However to date, critics stay skeptical. OpenAI has completed little to show that its newfound philanthropy is extra than simply “a smoke and mirrors present,” argued one member of the Coalition for AI Nonprofit Integrity (CANI) — a coalition composed largely of AI insiders, together with former OpenAI workers, furiously against the restructuring. He spoke on the situation of anonymity as a result of he feared retaliation from OpenAI, which has accused CANI of being a entrance funded by Musk. (CANI has denied receiving any such funds — although not for lack of attempting. In case you scroll to the underside of OpenTheft, a web site created by CANI, you’ll discover a direct plea to Musk for donations.)

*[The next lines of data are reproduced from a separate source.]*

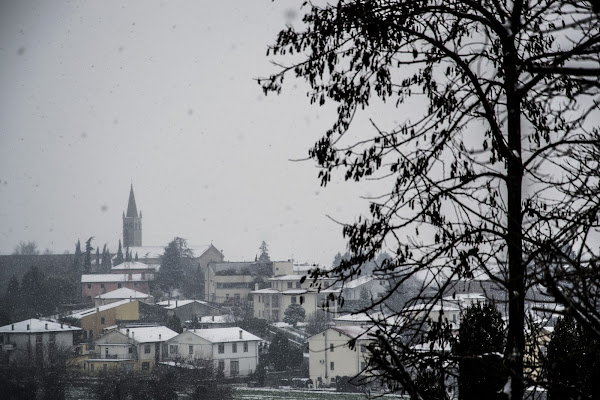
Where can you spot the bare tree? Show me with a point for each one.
(496, 108)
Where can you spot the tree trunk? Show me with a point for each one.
(515, 344)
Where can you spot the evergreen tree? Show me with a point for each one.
(87, 263)
(119, 258)
(481, 340)
(174, 323)
(264, 253)
(13, 298)
(173, 264)
(282, 355)
(293, 314)
(77, 264)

Critics of OpenAI say the corporate isn’t doing sufficient to make sure its expertise develops safely, no matter how a lot its basis provides to charity.
Wiktor Szymanowicz/Future Publishing by way of Getty Photographs

The corporate has but to announce an govt director for its grantmaking arm, although it did reveal a number of senior appointments to the inspiration in March, together with Trefethen and OpenAI co-founder Wojciech Zaremba. For now, aside from Zico Kolter, the top of the nonprofit’s security committee, the inspiration board nonetheless shares the identical members as the company board, together with CEO Sam Altman. The concept is that these board members can placed on completely different hats when assembly about nonprofit versus company priorities, asserting the inspiration’s oversight when wanted. However it has created the looks of a battle of curiosity.

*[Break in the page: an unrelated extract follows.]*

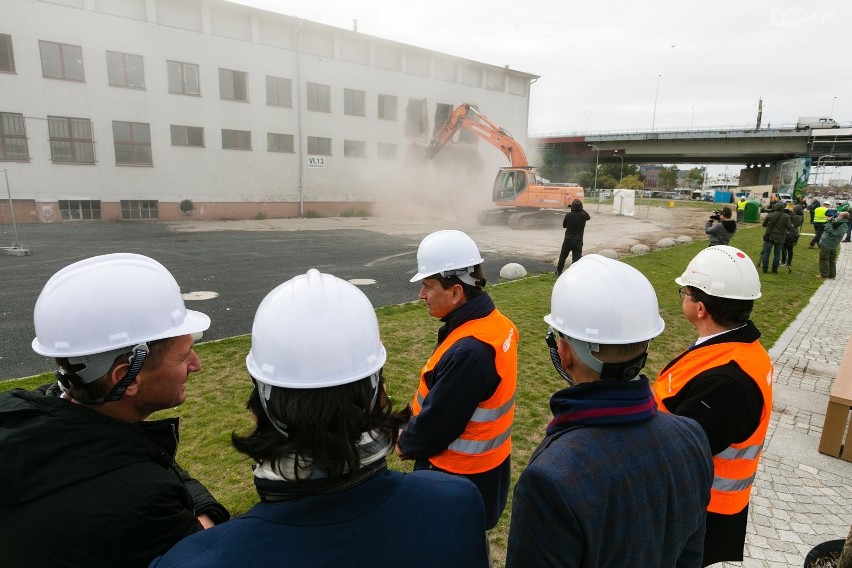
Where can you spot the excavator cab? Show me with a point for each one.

When requested for mechanisms and examples for a way the inspiration has responded to conditions the place its mission conflicts with shareholder pursuits, given the overlapping board membership, the spokesperson mentioned that OpenAI has conflict-of-interest insurance policies and governance procedures in place to make sure its administrators solely contemplate the mission after they meet, as they recurrently do, about nonprofit points.

The corporate additionally mentioned the inspiration board always workouts its oversight function, together with for all new main product releases, like the discharge of GPT‑5.3‑Codex, a complicated agentic coding mannequin, final month. The AI watchdog group the Midas Mission, a frequent thorn in OpenAI’s facet, accused the corporate of violating security requirements, an allegation that OpenAI fervently denied.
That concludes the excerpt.